O salário mínimo corresponde ao valor mais baixo que pode ser pago mensalmente a quem exerce atividade formal. Ele também serve de referência para benefícios previdenciários, assistenciais e trabalhistas administrados pelo governo federal.
O novo montante representa um acréscimo de R$ 106, equivalente a 7,5% de aumento, percentual acima da inflação acumulada. Apesar disso, o número ficou abaixo do esperado devido ao pacote de ajuste fiscal aprovado no fim de 2024.
Mudança na regra de cálculo
Antes, o piso nacional era corrigido com base no INPC (Índice Nacional de Preços ao Consumidor) — índice mais vantajoso que o IPCA — acrescido da variação do PIB (Produto Interno Bruto). Com essa fórmula, o valor chegaria a R$ 1.525.
A nova regra introduziu um limite adicional: o reajuste não pode ultrapassar 2,5% de aumento nas despesas públicas. Assim, mesmo que o PIB registre crescimento maior, como 3,2%, a correção máxima aplicada será de 2,5%.

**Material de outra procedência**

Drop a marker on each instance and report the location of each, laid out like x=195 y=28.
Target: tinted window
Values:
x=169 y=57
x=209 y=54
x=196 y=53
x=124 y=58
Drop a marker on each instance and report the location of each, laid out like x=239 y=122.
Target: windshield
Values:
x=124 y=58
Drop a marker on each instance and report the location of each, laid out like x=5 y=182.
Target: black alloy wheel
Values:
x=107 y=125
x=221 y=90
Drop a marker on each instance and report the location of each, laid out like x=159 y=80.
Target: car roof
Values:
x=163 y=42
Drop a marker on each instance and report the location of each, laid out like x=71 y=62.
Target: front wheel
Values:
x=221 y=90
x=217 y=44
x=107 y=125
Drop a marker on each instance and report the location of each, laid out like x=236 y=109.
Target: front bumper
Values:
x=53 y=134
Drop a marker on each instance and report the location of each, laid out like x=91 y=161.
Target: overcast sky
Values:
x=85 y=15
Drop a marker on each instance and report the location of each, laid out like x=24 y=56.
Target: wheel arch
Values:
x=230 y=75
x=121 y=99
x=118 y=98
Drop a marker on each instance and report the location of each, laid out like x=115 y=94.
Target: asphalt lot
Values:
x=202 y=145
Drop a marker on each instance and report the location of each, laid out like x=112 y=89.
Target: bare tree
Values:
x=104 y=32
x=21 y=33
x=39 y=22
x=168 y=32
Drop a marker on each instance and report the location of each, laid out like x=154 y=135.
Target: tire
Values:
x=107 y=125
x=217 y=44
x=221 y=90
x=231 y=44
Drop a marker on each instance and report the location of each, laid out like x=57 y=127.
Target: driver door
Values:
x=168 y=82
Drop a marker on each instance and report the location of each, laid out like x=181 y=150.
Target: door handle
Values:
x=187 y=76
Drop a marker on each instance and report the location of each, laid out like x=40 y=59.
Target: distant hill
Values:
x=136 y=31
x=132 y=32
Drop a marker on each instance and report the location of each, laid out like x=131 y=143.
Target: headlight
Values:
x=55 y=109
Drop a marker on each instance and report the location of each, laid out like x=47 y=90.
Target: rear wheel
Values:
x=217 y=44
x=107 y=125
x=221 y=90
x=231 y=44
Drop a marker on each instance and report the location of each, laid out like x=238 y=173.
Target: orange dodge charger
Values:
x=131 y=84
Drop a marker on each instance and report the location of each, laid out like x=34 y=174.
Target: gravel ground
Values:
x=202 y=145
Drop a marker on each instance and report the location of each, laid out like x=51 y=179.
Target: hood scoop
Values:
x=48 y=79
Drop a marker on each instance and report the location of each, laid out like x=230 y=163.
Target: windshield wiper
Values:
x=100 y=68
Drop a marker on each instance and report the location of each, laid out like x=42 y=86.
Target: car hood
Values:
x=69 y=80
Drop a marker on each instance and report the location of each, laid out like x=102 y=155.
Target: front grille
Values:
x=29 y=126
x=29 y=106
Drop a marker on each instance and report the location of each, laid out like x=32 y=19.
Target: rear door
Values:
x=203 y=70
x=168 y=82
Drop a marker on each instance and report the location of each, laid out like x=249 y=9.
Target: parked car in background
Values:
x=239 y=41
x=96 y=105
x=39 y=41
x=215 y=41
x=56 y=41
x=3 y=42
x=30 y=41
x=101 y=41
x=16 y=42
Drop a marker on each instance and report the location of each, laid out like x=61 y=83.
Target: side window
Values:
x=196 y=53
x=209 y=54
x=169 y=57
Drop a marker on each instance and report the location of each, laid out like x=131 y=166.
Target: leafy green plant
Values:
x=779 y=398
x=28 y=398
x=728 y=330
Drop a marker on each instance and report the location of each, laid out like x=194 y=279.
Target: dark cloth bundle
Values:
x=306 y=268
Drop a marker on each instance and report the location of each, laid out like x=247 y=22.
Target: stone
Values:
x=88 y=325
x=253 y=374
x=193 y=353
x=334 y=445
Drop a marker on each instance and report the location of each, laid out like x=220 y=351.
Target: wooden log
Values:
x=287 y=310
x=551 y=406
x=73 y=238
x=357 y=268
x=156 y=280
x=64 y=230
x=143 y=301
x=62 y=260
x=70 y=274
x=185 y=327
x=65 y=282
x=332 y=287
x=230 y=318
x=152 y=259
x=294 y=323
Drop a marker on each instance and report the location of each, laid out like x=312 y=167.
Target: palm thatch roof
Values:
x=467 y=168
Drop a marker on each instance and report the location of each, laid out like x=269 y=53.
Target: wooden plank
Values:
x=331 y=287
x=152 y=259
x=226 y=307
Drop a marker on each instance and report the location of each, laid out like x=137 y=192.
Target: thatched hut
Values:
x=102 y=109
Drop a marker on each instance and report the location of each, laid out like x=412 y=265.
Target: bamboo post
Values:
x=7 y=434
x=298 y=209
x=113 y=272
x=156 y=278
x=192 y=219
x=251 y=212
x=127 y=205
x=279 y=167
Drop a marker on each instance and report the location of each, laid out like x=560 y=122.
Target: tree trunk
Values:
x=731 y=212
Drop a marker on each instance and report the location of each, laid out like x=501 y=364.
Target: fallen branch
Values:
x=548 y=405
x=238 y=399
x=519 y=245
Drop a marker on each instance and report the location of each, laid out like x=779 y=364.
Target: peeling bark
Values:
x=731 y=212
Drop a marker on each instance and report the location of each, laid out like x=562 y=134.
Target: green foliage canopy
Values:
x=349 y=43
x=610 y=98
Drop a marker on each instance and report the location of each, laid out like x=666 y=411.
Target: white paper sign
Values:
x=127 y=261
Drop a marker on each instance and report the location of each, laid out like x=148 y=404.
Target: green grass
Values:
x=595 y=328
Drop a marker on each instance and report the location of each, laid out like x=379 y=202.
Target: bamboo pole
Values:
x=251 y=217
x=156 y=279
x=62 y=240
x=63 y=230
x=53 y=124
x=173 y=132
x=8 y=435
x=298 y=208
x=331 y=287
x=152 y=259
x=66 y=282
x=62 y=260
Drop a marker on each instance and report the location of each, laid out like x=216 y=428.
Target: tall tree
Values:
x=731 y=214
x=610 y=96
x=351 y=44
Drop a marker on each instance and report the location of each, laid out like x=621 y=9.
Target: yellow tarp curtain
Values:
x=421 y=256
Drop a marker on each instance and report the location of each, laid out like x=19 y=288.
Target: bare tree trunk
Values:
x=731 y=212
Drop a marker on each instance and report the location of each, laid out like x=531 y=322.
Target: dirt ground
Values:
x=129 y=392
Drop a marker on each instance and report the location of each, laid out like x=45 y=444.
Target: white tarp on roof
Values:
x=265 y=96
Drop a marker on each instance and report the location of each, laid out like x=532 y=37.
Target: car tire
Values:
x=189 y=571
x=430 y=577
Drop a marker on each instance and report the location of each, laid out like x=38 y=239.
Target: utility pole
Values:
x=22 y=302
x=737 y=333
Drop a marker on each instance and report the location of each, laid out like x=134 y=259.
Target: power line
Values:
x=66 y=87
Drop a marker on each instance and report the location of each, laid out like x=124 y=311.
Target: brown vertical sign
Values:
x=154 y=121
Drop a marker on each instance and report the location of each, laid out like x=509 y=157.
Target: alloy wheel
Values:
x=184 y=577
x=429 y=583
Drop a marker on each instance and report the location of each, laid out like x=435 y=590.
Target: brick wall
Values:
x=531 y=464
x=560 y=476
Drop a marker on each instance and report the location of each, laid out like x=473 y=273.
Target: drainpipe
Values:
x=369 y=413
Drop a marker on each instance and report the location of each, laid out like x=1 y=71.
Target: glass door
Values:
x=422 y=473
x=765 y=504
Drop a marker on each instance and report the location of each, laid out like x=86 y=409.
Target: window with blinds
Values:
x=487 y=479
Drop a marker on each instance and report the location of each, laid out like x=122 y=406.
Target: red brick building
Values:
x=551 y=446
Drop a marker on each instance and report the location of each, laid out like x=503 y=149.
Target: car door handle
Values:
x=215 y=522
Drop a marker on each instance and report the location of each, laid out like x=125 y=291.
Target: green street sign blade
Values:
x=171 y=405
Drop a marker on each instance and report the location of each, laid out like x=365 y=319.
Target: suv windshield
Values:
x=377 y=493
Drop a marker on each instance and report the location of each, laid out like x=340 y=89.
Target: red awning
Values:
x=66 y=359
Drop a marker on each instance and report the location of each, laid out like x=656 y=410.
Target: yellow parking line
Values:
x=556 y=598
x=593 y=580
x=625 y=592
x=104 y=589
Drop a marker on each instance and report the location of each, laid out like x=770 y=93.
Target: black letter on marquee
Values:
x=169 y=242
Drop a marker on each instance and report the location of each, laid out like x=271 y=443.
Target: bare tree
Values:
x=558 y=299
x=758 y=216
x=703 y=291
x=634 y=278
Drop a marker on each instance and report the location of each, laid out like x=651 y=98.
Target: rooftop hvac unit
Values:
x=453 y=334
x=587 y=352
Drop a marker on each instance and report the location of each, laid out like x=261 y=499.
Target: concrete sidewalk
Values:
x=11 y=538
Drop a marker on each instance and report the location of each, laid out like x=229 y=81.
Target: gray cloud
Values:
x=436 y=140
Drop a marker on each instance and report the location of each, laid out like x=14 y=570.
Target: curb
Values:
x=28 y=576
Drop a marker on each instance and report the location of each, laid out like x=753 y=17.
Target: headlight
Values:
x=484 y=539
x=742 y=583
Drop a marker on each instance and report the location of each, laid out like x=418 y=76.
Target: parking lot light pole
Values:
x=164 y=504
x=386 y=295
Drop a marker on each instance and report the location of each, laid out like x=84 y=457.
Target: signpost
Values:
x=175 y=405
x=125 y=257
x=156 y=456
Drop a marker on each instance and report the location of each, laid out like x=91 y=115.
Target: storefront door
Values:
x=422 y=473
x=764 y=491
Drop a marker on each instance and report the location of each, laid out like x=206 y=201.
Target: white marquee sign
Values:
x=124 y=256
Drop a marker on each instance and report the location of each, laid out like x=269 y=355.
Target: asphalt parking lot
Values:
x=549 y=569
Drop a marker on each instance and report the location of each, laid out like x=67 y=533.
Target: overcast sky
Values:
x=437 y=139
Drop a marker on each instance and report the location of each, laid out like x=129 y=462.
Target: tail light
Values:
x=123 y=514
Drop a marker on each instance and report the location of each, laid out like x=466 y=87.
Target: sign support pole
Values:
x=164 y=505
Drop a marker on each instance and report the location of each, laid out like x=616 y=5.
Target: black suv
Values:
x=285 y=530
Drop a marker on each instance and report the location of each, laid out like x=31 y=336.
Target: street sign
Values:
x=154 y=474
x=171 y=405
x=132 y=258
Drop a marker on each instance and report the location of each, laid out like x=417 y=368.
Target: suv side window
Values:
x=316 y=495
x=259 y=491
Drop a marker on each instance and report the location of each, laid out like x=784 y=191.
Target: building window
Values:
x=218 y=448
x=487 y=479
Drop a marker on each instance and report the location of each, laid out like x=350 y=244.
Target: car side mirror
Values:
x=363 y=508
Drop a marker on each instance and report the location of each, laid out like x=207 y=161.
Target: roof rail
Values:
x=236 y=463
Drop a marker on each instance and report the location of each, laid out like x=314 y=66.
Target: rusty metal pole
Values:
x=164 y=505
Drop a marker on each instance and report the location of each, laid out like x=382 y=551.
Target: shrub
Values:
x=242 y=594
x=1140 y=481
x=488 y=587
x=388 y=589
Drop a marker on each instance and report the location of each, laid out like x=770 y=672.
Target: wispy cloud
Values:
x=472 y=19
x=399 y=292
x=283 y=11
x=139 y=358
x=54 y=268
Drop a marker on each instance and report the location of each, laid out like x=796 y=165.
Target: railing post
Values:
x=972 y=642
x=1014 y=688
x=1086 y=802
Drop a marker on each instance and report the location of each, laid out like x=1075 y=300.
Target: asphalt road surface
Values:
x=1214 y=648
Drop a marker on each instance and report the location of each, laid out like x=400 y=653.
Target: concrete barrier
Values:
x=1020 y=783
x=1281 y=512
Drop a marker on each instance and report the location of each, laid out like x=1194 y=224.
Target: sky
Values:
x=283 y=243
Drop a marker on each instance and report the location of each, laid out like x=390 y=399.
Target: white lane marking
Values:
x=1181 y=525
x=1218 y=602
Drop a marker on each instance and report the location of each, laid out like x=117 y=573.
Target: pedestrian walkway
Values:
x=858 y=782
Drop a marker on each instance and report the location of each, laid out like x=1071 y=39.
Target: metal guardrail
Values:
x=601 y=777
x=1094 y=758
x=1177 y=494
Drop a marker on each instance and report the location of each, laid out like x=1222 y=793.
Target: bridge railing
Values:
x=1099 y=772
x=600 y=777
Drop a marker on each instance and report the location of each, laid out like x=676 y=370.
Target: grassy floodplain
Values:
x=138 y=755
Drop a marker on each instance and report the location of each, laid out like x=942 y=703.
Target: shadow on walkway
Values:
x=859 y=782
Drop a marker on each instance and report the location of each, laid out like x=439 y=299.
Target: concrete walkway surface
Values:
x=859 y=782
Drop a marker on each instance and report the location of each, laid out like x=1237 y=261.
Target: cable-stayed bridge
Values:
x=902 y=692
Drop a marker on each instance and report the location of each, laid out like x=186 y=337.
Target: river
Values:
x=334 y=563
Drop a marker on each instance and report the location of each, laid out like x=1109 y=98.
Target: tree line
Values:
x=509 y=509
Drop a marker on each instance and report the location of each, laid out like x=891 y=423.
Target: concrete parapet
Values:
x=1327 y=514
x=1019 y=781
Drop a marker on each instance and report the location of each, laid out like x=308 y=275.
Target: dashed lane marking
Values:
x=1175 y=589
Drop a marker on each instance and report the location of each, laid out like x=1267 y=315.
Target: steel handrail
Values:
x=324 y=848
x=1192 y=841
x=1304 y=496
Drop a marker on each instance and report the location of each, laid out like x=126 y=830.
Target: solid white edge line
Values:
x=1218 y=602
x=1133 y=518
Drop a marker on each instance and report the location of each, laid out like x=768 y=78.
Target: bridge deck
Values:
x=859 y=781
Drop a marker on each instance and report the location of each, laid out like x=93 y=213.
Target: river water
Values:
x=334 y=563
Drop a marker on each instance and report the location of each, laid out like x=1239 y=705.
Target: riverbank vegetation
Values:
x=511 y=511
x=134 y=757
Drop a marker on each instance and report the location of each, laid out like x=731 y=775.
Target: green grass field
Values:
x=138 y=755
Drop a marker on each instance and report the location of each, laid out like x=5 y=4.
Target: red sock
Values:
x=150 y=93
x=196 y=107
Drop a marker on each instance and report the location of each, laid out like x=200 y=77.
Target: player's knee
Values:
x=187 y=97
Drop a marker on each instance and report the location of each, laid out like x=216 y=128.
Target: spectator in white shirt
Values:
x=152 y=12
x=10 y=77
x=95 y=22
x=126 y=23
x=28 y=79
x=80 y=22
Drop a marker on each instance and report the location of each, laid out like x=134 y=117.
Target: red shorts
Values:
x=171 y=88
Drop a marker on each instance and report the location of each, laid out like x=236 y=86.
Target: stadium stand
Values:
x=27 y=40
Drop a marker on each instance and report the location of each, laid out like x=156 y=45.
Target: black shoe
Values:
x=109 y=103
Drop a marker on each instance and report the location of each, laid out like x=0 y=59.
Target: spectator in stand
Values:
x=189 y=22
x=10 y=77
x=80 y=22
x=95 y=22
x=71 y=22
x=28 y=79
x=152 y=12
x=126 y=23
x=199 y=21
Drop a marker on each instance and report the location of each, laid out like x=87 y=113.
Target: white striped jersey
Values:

O salário mínimo impacta diretamente as aposentadorias do INSS e diversos benefícios sociais. Por isso, o governo busca evitar aumentos expressivos, a fim de controlar os reflexos no orçamento em um cenário de restrição fiscal.
Para 2026
O salário mínimo pode receber um incremento de R$ 113 a partir de 2026. Em termos percentuais, o reajuste representa um aumento de 7,44%. O Projeto de Lei Orçamentária Anual (PLOA), ainda em análise na Câmara dos Deputados, prevê que o atual valor de R$ 1.518 seja elevado para R$ 1.631 a partir do ano que vem.